How a 150-person engineering firm grew without back-office hires.

Three production automations on existing tools (Wrike, Sembly, n8n). ~40 hours of manual work removed per automation. No new hires. The nuclear-sector case in detail.

Liliia KarpenkoOctober 2, 20258 min read

A nuclear energy engineering firm was running critical project operations across two countries — and their back-office was held together by one secretary manually sorting emails, writing meeting notes, and maintaining spreadsheets by hand.

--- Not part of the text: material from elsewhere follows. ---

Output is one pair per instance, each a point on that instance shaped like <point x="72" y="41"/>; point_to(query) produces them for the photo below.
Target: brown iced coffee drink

When we mapped the workflows, three things stood out:

1. Email → Wrike, automatically

Every project email had to be classified, numbered, and turned into a Wrike task. We wired the inbox so that every email from a known sender is now classified, logged, and turned into a Wrike task in the correct project folder. The secretary only touches edge cases.

2. Meeting notes that write themselves — in three languages

After every meeting, the recording is picked up automatically. A structured protocol with decisions and action items is generated. Multilingual PDFs are produced. Everything is attached to the right Wrike task.

By the time the team opens Wrike, the notes are already there.

3. Live performance dashboard, monthly

On the 1st of every month, the system pulls task data per employee from Wrike, calculates metrics (completed, overdue, backlog, active hours), and surfaces them in a dashboard with an AI-generated analysis.

Leadership stopped chasing data.

What this didn't include

A fourth automation — auto-tagging project codes from inbound PDFs — is still in PoC at ~70–80% accuracy. We don't ship beta automations as live. It stays in PoC until it crosses the threshold.

The outcome

Each of the three shipped automations removes ~40 hours of weekly manual work. The firm grew without a single new back-office hire.

The systems just keep running. That's the whole point.